Background HER2 (ERB2, neu) is a proto-oncogene that encodes a transmembrane protein with tyrosine kinase activity. Trastuzumab (Herceptin), a humanised monoclonal antibody that binds to the HER2 extracellular domain, is used to treat HER2-positive breast cancer. Although it is well tolerated, it has a significant adverse effect: cardiotoxicity. Purpose To evaluate the possible effect of ERB2 gene polymorphism at codon 655 (ATC/isoleucine to GTC/valine) (rs1136201) in cardiac dysfunction related to trastuzumab in women diagnosed with HER2-positive breast cancer. Materials and methods 54 patients with HER2-positive breast cancer treated with trastuzumab in our hospital were evaluated prospectively from January to December 2012. Trastuzumab was administered as a loading dose of 8 mg/kg followed by 6 mg/kg every three weeks. For all patients, cardiac function (left ventricular ejection fraction, LVEF) was checked at baseline and every 3 months by echocardiogram or MUGA (multigated blood-pool imaging) scan. We considered cardiac toxicity if the LVEF dropped 10 percentage points from baseline and below 50%, as stated in the data sheet.
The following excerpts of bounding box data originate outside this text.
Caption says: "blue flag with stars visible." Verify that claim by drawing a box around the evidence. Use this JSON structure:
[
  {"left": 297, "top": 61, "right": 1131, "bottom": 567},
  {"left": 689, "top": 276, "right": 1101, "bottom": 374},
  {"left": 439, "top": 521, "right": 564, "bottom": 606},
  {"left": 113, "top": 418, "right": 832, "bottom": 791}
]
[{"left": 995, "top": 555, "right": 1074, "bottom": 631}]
For genotyping we used TaqMan probes and an allelic discrimination technique. Statistical analysis was performed with Statcalc software packages and significance was indicated by a p value lower than 0.05. Results The mean age of the patients was 51.11 ± 12.16 years. The distribution of genotypes was 55.56% AA, 40.74% AG and 3.7% GG. Of all patients, 12 developed cardiotoxicity during the treatment with trastuzumab: 4 with genotype AA, 8 with AG and none with GG. Significant correlation was not found between genotypes AA (vs. AA/GG) or GG (vs. AA/AG) and cardiac dysfunction. Instead, statistically significant differences were shown when comparing patients with genotype AG and AA/GG with cardiotoxicity (p = 0.046, OR = 4, 95% CI = 1.026–15.599). Conclusions The results of our study show an association of ERB2 polymorphism Ile655Val with cardiac toxicity associated with trastuzumab. Patients with genotype AG have higher risk of developing cardiac dysfunction related to trastuzumab than those with AA or GG. We need more studies on this polymorphism as well as larger sample sizes to confirm these findings. No conflict of interest.